This is an automated email from the ASF dual-hosted git repository.
yangjie01 pushed a commit to branch master
in repository https://gitbox.apache.org/repos/asf/spark.git
The following commit(s) were added to refs/heads/master by this push:
new 44d2c86e71fc [SPARK-45593][BUILD] Building a runnable distribution
from master code running spark-sql raise error
44d2c86e71fc is described below
commit 44d2c86e71fca7044e6d5d9e9222eecff17c360c
Author: yikaifei <[email protected]>
AuthorDate: Thu Jan 18 11:32:01 2024 +0800
[SPARK-45593][BUILD] Building a runnable distribution from master code
running spark-sql raise error
### What changes were proposed in this pull request?

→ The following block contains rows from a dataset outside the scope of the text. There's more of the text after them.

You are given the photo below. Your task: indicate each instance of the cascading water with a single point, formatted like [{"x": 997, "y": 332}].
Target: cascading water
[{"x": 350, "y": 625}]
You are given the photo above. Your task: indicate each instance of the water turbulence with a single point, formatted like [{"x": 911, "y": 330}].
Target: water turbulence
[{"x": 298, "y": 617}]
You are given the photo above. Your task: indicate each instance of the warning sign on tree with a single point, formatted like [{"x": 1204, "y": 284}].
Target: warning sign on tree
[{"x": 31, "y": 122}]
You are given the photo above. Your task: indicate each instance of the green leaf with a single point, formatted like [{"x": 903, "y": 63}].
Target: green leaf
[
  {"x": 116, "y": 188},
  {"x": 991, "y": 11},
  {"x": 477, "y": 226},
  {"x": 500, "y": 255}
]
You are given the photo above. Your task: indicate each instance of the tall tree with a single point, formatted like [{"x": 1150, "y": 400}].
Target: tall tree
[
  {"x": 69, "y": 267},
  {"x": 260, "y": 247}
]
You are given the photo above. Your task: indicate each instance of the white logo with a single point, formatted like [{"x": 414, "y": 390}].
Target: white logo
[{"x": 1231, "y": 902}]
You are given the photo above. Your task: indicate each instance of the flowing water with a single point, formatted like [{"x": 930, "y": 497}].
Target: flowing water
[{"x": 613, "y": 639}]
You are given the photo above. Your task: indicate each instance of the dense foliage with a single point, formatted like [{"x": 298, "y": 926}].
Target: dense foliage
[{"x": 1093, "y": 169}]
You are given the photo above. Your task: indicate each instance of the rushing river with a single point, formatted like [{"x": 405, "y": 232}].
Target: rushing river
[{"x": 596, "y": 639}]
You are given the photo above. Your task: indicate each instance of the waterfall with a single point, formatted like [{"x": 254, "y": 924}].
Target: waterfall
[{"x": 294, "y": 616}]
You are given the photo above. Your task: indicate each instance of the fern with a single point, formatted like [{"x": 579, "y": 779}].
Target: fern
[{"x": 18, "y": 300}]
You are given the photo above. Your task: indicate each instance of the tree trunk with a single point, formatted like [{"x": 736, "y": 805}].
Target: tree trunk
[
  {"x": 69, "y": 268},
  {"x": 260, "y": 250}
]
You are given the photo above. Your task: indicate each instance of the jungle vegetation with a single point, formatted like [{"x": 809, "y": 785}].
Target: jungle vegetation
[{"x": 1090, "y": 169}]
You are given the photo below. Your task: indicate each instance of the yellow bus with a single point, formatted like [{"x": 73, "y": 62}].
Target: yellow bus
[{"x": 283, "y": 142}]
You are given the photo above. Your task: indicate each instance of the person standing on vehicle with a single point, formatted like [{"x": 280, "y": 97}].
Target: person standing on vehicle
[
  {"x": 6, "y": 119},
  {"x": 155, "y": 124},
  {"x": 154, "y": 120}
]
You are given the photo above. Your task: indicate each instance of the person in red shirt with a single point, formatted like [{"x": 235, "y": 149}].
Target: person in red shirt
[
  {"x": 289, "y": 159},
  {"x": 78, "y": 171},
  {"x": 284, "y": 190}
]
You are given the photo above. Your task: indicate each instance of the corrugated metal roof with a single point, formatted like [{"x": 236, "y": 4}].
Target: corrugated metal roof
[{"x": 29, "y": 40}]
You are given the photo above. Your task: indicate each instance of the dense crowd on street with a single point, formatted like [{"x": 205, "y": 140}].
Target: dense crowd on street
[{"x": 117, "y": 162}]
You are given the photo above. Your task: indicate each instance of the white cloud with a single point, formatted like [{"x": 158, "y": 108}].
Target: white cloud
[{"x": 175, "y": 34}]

Fix a build issue, when building a runnable distribution from master code
running spark-sql raise error:
```
Caused by: java.lang.ClassNotFoundException:
org.sparkproject.guava.util.concurrent.internal.InternalFutureFailureAccess
at
java.base/jdk.internal.loader.BuiltinClassLoader.loadClass(BuiltinClassLoader.java:641)
at
java.base/jdk.internal.loader.ClassLoaders$AppClassLoader.loadClass(ClassLoaders.java:188)
at java.base/java.lang.ClassLoader.loadClass(ClassLoader.java:520)
... 58 more
```
the problem is due to a gauva dependency in spark-connect-common POM that
**conflicts** with the shade plugin of the parent pom.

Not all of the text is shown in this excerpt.